Even the world of associations and committees that gravitate around the issue of publicizing water had the opportunity to reiterate their critical position during the conference held on Saturday morning in the Sala Maggiore of the Town Hall of Pistoia (“Water and its protection as a common public good”): the initiative, organized by the “Associazione Acqua Bene Comune Pistoia – Val di Nievole” with the contribution of the “Tuscan Forum of Water Movements” and the “Capit Foundation”, first of all explored the theme of water management illustrating , through Riccardo Petrella (founder of the “International Committee for the World Water Contract”), Tommaso Fattori (former regional councilor) and Luigi De Magistris (former mayor of Naples), what could be a real path to re-publicize the water service.

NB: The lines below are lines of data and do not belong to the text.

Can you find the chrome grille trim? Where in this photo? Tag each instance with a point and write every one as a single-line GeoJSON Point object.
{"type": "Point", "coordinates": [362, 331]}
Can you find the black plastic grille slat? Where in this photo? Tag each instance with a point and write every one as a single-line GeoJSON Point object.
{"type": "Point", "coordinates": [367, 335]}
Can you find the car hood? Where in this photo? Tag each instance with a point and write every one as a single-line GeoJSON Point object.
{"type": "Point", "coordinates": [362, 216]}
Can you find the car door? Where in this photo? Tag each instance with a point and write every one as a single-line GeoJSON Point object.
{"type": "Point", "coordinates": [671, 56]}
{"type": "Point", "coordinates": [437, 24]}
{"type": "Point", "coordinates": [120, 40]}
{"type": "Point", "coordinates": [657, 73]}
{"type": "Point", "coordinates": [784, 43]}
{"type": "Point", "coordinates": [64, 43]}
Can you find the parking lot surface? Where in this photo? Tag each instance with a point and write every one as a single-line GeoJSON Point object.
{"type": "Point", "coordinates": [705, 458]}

In addition to this, the interventions of the speakers also underlined how much the multi-utility solution is far from the referendum result of 2011 and from the guidelines expressed by the Tuscan Water Authority. In particular, the works were concluded by the coordinator of the “Tuscan Forum of Water Movements”, Rossella Michelotti, who underlined that the addresses voted in 2018 and 2020 by what is, according to the Regional Law 69 of 2011, the regional body in charge of deciding the resource management model, precisely the Tuscan Water Authority through its Assembly, have been totally ignorant and trampled on by the will of some mayors.

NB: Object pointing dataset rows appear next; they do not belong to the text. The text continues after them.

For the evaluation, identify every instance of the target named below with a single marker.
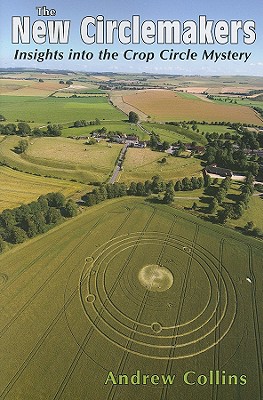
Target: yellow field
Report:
(20, 87)
(19, 188)
(143, 164)
(165, 105)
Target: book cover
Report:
(131, 175)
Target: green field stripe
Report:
(41, 288)
(216, 354)
(178, 316)
(256, 325)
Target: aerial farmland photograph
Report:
(131, 198)
(131, 236)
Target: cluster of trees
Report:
(154, 186)
(156, 144)
(23, 129)
(251, 229)
(225, 155)
(113, 190)
(258, 110)
(29, 220)
(22, 146)
(231, 210)
(190, 183)
(133, 117)
(83, 122)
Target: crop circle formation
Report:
(155, 278)
(144, 289)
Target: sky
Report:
(77, 10)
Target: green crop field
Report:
(143, 164)
(62, 158)
(19, 188)
(173, 133)
(123, 127)
(57, 110)
(136, 288)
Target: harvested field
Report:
(143, 164)
(165, 105)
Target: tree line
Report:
(154, 186)
(32, 219)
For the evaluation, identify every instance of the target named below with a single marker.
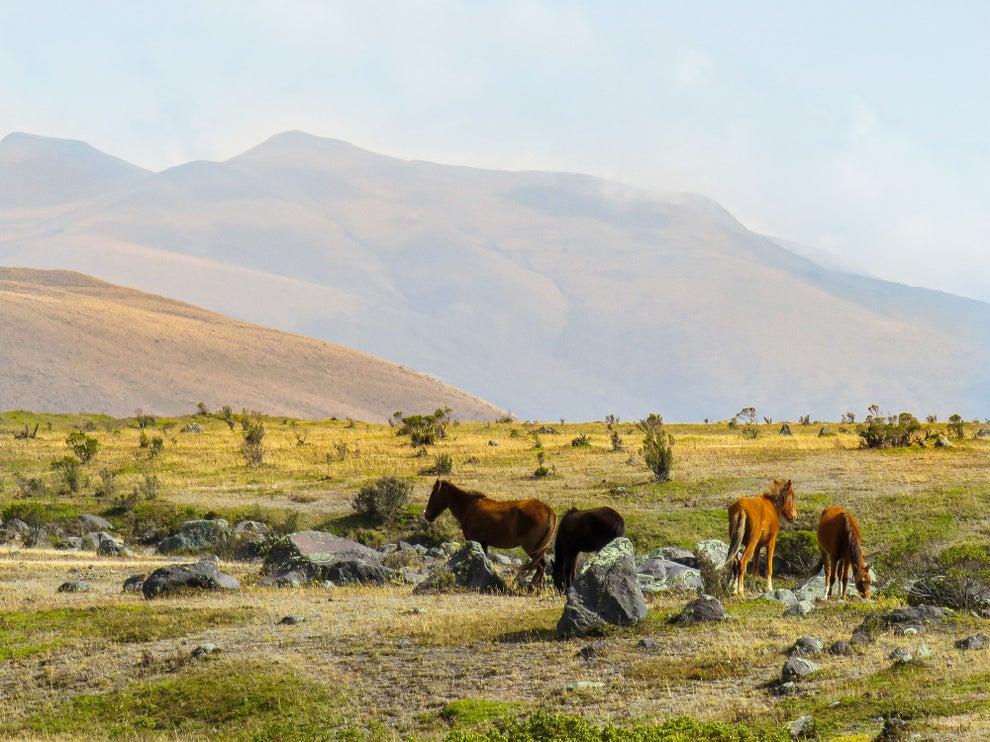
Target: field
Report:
(384, 663)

In fact, faced with the resolutions that sanctioned the will of the Tuscan municipalities to re-publicize the management of the water service by reformulating its organization in geographically restricted sub-areas, the parallel path undertaken by the municipalities of Florence, Prato and Pistoia represents thebreak-in of a long democratic process: for this reason, repeating what was already expressed in the previous conference in Sansepolcro, Michelotti expressed his intention to continue, together with the other associations and committees (among which, in addition to those described above, we can mention the “Committee We defend the Nostra Salute Prato Sud”, “Fridays for Future”, “InMezzoAllAutostrada Committee”, “AlterPiana”, “La Dragonfly Environmental Group – Serchio Valley”, “La Piana against Harmfulness-Noinc Noaero Presidium”, “Water Committee Bene Comune Valdarno”), to fight against the multi-utility project, starting from a motion that has already been discussed in some municipal councils, up to the possibility of presenting a complaint to the Court of Auditors. In some municipalities, such as Empoli and Pistoia, the process of promoting a referendum for the repeal of the merger resolutionwhile in many others the theme of water management and common goods is making a strong comeback to animate the public and political debate.